Le général Lariboisière, mon contemporain, natif de Fougères, ne fut pas épargné, pour des raisons qui ne sont sans doute pas étrangères à ce qu'il avait servi dans les armées de la Révolution avant de périr, sous les ordres de Napoléon, en campagne de Russie.

Je me plais, au passage, à lui présenter mes voeux de renaissance puisqu'il a retrouvé, lui, ainsi que sa monture, la place qui lui convient dans sa bonne ville.

La statue de Surcouf, autre contemporain, à Saint-Malo aurait pu subir le même sort que la mienne.  Pourquoi le fameux corsaire fut-il préservé?  Si, comme certains le disent, c'est parce qu'il pointe vers l'Angleterre, c'est donc que les besoins en matière première pour canons n' étaient pas si impératifs.

Et donc que des raison inavouées, mais bien évidentes, présidaient à ce Jugement dernier qui réservait à nos bronzes les ardeurs infernales.

Un homme tué deux fois

Comme le rapporte le Moniteur des Côtes-du-Nord, "Le mardi 24 mars, à 14 h 30, M.

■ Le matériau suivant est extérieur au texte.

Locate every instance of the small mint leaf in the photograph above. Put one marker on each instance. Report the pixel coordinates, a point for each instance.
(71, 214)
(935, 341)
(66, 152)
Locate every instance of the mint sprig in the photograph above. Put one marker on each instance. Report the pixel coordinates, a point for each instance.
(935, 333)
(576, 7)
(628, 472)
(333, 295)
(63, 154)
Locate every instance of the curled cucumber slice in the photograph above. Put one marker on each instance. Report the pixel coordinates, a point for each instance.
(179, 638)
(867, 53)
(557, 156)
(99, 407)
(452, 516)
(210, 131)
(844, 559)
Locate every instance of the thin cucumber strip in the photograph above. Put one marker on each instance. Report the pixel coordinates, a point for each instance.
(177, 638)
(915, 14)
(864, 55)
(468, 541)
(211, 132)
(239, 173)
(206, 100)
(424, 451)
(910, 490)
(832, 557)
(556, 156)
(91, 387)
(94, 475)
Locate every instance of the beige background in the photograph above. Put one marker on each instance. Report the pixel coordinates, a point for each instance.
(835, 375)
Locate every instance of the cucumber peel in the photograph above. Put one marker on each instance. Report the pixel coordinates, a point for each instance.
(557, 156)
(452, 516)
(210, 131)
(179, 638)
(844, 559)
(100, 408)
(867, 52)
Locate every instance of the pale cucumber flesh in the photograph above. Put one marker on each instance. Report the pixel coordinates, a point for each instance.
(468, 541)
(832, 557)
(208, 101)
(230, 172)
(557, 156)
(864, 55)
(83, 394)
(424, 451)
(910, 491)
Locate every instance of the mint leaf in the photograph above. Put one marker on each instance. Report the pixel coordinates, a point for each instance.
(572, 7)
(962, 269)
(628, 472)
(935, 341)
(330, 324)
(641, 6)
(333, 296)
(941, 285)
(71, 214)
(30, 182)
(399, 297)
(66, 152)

Poulain Corbion, mollement couché dans une vulgaire camionnette, quitta la place de la

Préjécture.  "

Il ne se trompait pas le journaliste, c'était bien "Monsieur" Poulain-Corbion qu'on enlevait, ma personne statufiée en quelque sorte.  Ce que confirme le rapport d'un policier qui note

"On croyait assister aux obsèques d'un homme tué deux fois!